1. What are metals, non-metals, and metalloids?
Ans. Metals, non-metals, and metalloids are classifications of elements based on their properties. Metals are typically shiny, good conductors of heat and electricity, and malleable. Non-metals, on the other hand, lack these properties and are generally brittle and poor conductors. Metalloids exhibit properties intermediate between metals and non-metals.
2. How can we differentiate between metals and non-metals?
Ans. Metals can be distinguished from non-metals by their physical properties. Metals are usually solid at room temperature (except mercury), have high melting and boiling points, and are good conductors of heat and electricity. Non-metals, on the contrary, can exist in various states (solid, liquid, or gas), have lower melting and boiling points, and are poor conductors.
3. What are some examples of metalloids?
Ans. Some examples of metalloids include silicon, germanium, arsenic, antimony, and tellurium. These elements possess properties of both metals and non-metals, making them useful in various applications such as semiconductors and alloys.
4. What are typical elements?
Ans. Typical elements refer to the majority of elements that are found in the periodic table. These elements can be classified as metals, non-metals, or metalloids. They form the foundation of the periodic table and are essential for understanding the properties and behavior of various chemical elements.
5. What is the diagonal relationship in chemistry?
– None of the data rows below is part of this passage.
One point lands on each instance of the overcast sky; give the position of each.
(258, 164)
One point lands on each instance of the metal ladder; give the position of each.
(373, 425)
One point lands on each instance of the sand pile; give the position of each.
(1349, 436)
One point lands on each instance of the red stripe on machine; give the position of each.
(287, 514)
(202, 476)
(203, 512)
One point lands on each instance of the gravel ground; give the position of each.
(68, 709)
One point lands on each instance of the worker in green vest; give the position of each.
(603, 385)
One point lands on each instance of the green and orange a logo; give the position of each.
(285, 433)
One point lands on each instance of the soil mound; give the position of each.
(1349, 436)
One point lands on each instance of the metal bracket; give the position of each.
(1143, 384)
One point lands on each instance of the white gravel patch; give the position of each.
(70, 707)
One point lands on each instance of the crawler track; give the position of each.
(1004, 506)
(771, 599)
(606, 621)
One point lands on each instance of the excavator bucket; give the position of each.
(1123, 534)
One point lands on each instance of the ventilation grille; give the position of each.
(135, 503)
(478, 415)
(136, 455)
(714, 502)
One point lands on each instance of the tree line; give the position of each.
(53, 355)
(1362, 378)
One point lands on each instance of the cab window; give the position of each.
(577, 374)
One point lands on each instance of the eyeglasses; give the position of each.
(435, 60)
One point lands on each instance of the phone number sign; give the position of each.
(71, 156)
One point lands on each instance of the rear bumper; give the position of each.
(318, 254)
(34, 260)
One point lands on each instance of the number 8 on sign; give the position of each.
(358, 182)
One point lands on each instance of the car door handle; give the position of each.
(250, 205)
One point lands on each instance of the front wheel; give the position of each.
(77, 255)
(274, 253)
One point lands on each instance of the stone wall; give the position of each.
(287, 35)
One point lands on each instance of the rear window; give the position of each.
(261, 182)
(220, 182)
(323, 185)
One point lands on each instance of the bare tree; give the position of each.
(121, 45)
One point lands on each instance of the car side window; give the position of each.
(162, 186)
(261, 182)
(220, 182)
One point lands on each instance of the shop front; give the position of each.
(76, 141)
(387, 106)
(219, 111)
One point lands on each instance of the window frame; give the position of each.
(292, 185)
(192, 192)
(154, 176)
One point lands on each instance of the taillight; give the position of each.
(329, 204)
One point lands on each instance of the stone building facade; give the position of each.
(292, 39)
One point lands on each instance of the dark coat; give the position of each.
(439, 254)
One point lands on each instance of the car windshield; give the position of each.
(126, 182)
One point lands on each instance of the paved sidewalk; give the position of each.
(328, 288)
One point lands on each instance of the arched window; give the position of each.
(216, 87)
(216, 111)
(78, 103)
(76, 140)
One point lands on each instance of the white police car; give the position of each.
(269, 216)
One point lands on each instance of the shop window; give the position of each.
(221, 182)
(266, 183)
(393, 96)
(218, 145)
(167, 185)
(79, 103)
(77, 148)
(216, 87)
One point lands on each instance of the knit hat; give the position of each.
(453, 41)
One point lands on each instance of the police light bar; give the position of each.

Ans. The diagonal relationship in chemistry refers to the similarity in properties between certain pairs of elements located diagonally to each other in the periodic table. For example, lithium (Li) and magnesium (Mg) exhibit similar behavior due to their comparable atomic sizes and ionization energies. This relationship is attributed to the parallel trends in atomic properties across periods and can be observed in other pairs of elements as well.